The rules around tip pooling have been mired in litigation since 2011, when regulations came into effect that forbid tip pooling between employees who customarily receive tips and those who do not. The recently passed federal budget bill has created clarity by amending the Fair Labor Standards Act (FLSA) and eliminating that rule for employers who do not take a tip credit. Since the rule has been eliminated entirely, court decisions interpreting it—such as Oregon Restaurant and Lodging Association, et al v. the U.S. Department of Labor—are irrelevant.

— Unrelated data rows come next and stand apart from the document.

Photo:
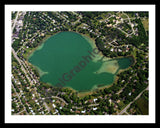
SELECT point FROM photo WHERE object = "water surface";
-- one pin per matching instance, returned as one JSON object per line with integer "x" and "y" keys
{"x": 67, "y": 59}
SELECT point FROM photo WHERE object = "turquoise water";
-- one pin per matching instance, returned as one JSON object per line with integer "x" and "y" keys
{"x": 67, "y": 60}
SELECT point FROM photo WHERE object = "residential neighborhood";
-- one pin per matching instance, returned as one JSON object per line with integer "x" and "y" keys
{"x": 116, "y": 34}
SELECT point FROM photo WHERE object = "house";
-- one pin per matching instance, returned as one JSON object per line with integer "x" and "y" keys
{"x": 118, "y": 101}
{"x": 111, "y": 49}
{"x": 53, "y": 105}
{"x": 83, "y": 111}
{"x": 95, "y": 99}
{"x": 95, "y": 108}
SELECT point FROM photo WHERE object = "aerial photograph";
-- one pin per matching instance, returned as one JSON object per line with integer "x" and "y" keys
{"x": 80, "y": 63}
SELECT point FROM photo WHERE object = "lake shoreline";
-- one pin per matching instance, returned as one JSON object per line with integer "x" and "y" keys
{"x": 93, "y": 44}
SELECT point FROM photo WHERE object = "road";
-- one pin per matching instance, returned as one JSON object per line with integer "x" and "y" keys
{"x": 19, "y": 61}
{"x": 20, "y": 99}
{"x": 124, "y": 110}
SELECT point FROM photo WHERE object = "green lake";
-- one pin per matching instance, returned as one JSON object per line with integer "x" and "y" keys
{"x": 69, "y": 59}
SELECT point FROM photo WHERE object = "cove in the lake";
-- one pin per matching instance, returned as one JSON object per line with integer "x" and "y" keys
{"x": 69, "y": 59}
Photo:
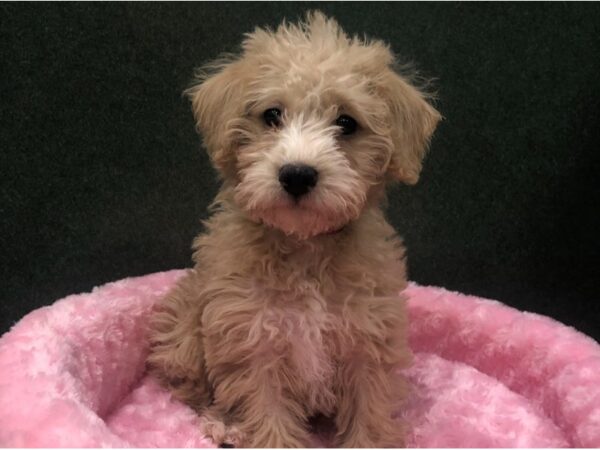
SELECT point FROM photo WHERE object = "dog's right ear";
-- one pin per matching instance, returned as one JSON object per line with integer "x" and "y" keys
{"x": 216, "y": 103}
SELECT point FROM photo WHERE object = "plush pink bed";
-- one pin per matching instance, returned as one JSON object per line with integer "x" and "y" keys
{"x": 485, "y": 375}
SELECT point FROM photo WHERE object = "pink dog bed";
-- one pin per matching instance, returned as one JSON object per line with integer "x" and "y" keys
{"x": 485, "y": 375}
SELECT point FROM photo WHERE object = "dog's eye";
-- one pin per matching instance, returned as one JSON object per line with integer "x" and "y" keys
{"x": 272, "y": 117}
{"x": 347, "y": 124}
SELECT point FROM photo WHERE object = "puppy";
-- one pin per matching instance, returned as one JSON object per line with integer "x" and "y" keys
{"x": 293, "y": 307}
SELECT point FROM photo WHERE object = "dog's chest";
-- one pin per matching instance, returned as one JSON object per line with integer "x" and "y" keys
{"x": 307, "y": 335}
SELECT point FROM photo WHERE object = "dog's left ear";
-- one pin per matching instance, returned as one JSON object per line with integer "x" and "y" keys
{"x": 413, "y": 122}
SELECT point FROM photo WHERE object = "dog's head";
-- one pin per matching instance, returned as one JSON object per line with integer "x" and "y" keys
{"x": 307, "y": 124}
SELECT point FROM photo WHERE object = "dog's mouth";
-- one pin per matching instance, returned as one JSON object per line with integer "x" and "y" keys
{"x": 301, "y": 220}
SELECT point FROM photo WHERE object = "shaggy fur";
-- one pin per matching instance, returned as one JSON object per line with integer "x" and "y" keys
{"x": 293, "y": 307}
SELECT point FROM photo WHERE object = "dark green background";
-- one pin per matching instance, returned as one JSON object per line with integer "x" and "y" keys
{"x": 102, "y": 176}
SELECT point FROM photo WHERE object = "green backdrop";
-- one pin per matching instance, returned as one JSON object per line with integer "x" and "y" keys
{"x": 102, "y": 176}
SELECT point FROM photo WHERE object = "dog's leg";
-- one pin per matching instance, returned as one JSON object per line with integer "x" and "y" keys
{"x": 176, "y": 355}
{"x": 215, "y": 426}
{"x": 260, "y": 406}
{"x": 367, "y": 395}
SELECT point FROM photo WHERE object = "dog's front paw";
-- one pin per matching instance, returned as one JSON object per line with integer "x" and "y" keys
{"x": 223, "y": 435}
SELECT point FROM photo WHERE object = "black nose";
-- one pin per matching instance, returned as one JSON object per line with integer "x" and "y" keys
{"x": 297, "y": 179}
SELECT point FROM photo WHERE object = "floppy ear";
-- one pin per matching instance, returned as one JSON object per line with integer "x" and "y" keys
{"x": 413, "y": 122}
{"x": 216, "y": 103}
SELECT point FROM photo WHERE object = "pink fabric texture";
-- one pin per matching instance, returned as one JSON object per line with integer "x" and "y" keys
{"x": 485, "y": 375}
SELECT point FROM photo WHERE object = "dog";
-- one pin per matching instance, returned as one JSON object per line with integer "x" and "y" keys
{"x": 294, "y": 305}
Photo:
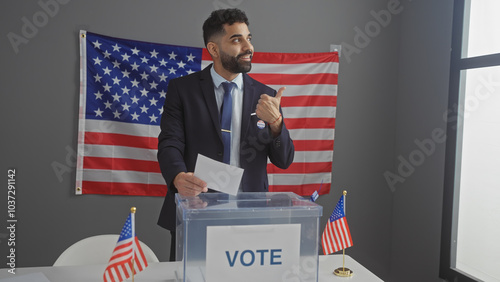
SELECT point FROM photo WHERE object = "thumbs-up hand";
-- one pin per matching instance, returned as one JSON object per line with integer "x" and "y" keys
{"x": 268, "y": 109}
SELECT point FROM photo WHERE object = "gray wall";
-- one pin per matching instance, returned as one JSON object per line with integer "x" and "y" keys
{"x": 392, "y": 90}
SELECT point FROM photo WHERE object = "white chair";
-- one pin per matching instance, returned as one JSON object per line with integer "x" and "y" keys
{"x": 96, "y": 250}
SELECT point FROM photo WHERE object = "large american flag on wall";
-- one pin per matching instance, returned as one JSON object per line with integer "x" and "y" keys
{"x": 123, "y": 84}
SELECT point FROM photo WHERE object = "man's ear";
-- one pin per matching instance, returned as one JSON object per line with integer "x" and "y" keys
{"x": 213, "y": 49}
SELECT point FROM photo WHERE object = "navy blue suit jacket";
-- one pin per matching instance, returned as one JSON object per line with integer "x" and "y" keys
{"x": 190, "y": 126}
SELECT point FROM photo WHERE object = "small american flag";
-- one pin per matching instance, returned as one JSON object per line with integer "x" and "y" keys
{"x": 123, "y": 85}
{"x": 127, "y": 258}
{"x": 336, "y": 236}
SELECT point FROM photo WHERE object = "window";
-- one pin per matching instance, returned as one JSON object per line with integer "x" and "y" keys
{"x": 470, "y": 248}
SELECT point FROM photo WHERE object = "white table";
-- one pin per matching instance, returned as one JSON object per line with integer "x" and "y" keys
{"x": 165, "y": 272}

The amended portion of the FLSA, while allowing for tip pooling between front and back of house employees if no tip credit is taken, clearly states that tips cannot be shared with managers or supervisors. To determine if someone is a manager or supervisor for the purpose of the tip pooling statute, employers should apply the White Collar Executive duties test below. An employee is only disallowed from sharing in tips if all of the following are true:
- Their primary duty is the management of an enterprise in which the person is employed or a customarily recognized department or subdivision; and
- They customarily and regularly direct the work of two or more full-time employees (or the equivalent, e.g., four 20-hour per week employees); and
- They have the authority to hire, fire, or promote other employees or effectively recommend similar actions.
Given the specificity of the test, a fair number of workers who operate in a supervisory capacity on an occasional basis, or while performing their own customer service tasks, will likely still be eligible to share in tips.
Employers who do take a tip credit are still prohibited from enforcing any tip pooling system that shares tips with employees who do not customarily receive tips.